Jules Verne was French.  So it’s only natural that the French people would have a warm place in their hearts for 20,000 Leagues Under the Sea.  Voyez!  Les Mysteres Du Nautilus!  Entrez, mes amis!



The entrance sign.







Dominating the approach to Les Mysteries is this nearly full-scale waterline replica of the NAUTILUS, seemingly afloat in a man-made lagoon.







Inside the exhibit building (not actually in the sub itself) are recreations of the interior NAUTILUS sets.  The organ shown here is the original used in the movie, later seen in Disney’s HAUNTED MANSION, and then flown to France especially for this display.  (Does a ghostly image of Captain Nemo seem to come and go in the mirror, or do your eyes deceive you?)
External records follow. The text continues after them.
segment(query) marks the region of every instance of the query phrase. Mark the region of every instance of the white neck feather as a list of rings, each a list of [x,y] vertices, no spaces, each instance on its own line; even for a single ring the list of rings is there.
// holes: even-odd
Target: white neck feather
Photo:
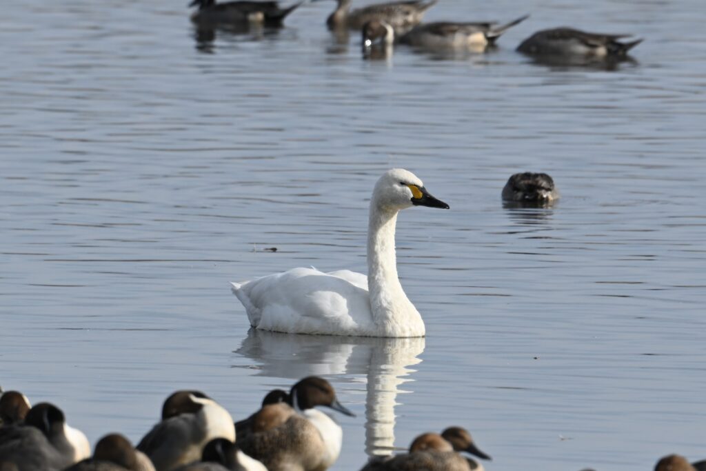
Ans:
[[[64,424],[64,435],[73,449],[73,463],[90,458],[90,444],[83,431]]]
[[[196,414],[196,421],[205,435],[202,446],[213,439],[227,439],[234,443],[235,427],[228,411],[210,400],[198,402],[203,403],[203,407]]]
[[[368,288],[376,325],[386,337],[423,337],[421,316],[402,289],[395,255],[396,209],[370,204],[368,226]]]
Entering the Salon display.







And perhaps taking a cue from the original 20,000 Leagues Exhibit in Disneyland, beyond the salon window of this NAUTILUS, visitors encounter the monstrous giant squid.  C’est un grand calmar, non?







One of my favorite parts of the sub was the dive chamber.  In France, they have combined that display with the equipment locker, and we see Nemo’s diving gear staged alongside that of a crewman, ready for use.









A closeup of the NEMO and DIVER helmets.







Captain Nemo’s quarters.







The Chartroom.







Of course, the star of the show is the giant scale waterline NAUTILUS replica.  Very authentic looking.







In this scene we see the lagoon drained for maintenance.  Here, we become aware that the NAUTILUS is not really a fish of steel, but actually a construction of concrete.







A close view of the high-and-dry NAUTILUS reveals its true nature, and lays bare the surrounding floodlamps and air lines which add to the visual effect when the submarine is immersed.







Just add water, Et voyez!  Les Sous-marine Nautilus!






A whimsical postcard from Disneyland Paris.